Department of Pediatrics, Columbia University, New York, NY, USA.
Department of Systems Biology, Columbia University, New York, NY, USA.
Brief Bioinform. 2023 Jan 19;24(1). doi: 10.1093/bib/bbac584.
Accurate variant pathogenicity predictions are important in genetic studies of human diseases. Inframe insertion and deletion variants (indels) alter protein sequence and length, but not as deleterious as frameshift indels. Inframe indel Interpretation is challenging due to limitations in the available number of known pathogenic variants for training. Existing prediction methods largely use manually encoded features including conservation, protein structure and function, and allele frequency to infer variant pathogenicity. Recent advances in deep learning modeling of protein sequences and structures provide an opportunity to improve the representation of salient features based on large numbers of protein sequences. We developed a new pathogenicity predictor for SHort Inframe iNsertion and dEletion (SHINE). SHINE uses pretrained protein language models to construct a latent representation of an indel and its protein context from protein sequences and multiple protein sequence alignments, and feeds the latent representation into supervised machine learning models for pathogenicity prediction. We curated training data from ClinVar and gnomAD, and created two test datasets from different sources. SHINE achieved better prediction performance than existing methods for both deletion and insertion variants in these two test datasets. Our work suggests that unsupervised protein language models can provide valuable information about proteins, and new methods based on these models can improve variant interpretation in genetic analyses.

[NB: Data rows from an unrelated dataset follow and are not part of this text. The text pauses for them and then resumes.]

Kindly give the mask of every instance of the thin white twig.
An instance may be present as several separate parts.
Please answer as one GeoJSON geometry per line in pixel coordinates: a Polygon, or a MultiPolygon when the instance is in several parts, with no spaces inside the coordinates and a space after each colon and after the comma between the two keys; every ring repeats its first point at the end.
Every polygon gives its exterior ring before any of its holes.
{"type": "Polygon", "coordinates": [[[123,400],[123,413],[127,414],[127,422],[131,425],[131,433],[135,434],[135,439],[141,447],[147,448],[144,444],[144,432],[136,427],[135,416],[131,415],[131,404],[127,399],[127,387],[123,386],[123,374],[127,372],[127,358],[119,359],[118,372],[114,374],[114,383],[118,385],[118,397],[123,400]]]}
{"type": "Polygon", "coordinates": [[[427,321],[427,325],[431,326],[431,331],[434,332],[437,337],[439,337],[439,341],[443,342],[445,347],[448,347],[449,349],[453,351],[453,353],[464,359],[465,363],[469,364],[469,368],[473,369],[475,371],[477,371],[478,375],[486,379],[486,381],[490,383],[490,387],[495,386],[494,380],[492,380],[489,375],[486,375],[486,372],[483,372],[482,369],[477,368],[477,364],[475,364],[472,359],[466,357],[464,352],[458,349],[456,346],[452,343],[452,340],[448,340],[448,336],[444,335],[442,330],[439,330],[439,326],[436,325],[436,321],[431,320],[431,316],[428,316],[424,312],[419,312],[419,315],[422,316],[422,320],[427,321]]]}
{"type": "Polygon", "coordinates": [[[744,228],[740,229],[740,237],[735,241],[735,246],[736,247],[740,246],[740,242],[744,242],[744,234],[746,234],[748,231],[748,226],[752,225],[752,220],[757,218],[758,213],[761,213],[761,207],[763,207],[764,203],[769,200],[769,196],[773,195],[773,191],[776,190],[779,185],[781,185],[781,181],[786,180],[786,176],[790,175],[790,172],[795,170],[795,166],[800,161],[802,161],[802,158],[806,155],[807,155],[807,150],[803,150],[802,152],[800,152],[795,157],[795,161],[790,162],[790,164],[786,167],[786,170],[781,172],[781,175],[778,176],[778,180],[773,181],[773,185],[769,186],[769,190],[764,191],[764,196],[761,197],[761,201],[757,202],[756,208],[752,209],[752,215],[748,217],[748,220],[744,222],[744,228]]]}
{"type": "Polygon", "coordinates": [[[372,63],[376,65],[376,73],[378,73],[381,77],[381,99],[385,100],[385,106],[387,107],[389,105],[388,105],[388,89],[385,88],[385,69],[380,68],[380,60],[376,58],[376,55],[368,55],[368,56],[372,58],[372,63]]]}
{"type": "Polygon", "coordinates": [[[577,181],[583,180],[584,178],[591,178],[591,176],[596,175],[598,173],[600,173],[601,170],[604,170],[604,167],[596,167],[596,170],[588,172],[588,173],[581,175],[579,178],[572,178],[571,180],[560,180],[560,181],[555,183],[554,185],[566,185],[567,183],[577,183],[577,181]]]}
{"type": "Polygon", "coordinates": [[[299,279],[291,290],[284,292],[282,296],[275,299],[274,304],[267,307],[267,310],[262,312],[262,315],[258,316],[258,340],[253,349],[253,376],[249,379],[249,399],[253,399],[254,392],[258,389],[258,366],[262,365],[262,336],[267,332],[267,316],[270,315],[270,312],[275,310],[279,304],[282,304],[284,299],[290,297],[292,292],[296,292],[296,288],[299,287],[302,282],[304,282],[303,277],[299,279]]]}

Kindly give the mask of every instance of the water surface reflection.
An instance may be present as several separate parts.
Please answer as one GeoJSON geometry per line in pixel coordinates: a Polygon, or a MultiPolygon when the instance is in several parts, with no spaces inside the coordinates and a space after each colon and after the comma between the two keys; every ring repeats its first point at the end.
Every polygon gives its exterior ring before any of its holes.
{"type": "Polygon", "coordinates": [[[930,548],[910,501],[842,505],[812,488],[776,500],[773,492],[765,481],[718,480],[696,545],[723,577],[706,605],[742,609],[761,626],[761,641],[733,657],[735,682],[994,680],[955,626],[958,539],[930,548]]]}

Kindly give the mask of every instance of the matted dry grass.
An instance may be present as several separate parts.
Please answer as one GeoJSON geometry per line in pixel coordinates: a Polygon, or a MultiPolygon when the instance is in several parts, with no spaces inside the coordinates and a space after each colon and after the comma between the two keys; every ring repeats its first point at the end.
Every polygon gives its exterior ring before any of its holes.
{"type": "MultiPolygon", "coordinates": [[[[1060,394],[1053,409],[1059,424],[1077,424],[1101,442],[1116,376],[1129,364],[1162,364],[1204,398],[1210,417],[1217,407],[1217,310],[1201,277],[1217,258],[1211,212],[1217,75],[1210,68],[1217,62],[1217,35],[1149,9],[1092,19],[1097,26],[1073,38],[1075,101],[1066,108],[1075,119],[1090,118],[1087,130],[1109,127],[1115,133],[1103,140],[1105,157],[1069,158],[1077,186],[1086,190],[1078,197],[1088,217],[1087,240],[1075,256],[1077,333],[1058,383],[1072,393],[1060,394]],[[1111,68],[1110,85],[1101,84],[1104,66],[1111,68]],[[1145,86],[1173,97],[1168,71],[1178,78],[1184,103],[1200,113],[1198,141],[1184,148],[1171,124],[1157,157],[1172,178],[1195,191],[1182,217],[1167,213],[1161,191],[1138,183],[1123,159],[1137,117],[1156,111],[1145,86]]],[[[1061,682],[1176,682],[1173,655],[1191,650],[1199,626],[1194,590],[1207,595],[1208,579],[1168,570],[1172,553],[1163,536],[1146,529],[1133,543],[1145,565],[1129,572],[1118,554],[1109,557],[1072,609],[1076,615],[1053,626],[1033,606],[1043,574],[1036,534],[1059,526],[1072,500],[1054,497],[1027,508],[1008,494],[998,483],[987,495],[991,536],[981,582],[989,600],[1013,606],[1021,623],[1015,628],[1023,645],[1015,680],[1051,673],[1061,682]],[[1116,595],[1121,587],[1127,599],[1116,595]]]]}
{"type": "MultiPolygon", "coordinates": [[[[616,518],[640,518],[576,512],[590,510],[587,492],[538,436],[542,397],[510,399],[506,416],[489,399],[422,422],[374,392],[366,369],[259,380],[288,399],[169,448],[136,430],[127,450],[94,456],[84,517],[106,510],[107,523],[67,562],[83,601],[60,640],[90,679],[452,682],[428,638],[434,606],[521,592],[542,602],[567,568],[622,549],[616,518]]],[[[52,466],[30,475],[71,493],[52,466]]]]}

准确的变异致病性预测在人类疾病的遗传研究中很重要。移码插入和缺失变异(indels)会改变蛋白质序列和长度,但不如移码 indels 具有危害性。由于可用于训练的已知致病性变异数量有限,因此对 inframe indel 的解释具有挑战性。现有的预测方法主要使用人工编码的特征,包括保守性、蛋白质结构和功能以及等位基因频率,来推断变异的致病性。基于大量蛋白质序列的蛋白质序列和结构的深度学习模型的最新进展提供了一个机会,可以根据大量蛋白质序列来改进显著特征的表示。我们开发了一种用于短 inframe 插入和缺失(SHINE)的新致病性预测器。SHINE 使用预先训练的蛋白质语言模型,从蛋白质序列和多个蛋白质序列比对中构建 indel 及其蛋白质上下文的潜在表示,并将潜在表示输入监督机器学习模型以进行致病性预测。我们从 ClinVar 和 gnomAD 中整理了训练数据,并从不同来源创建了两个测试数据集。在这两个测试集中,SHINE 对缺失和插入变体的预测性能均优于现有方法。我们的工作表明,无监督的蛋白质语言模型可以提供有关蛋白质的有价值信息,并且基于这些模型的新方法可以改善遗传分析中的变异解释。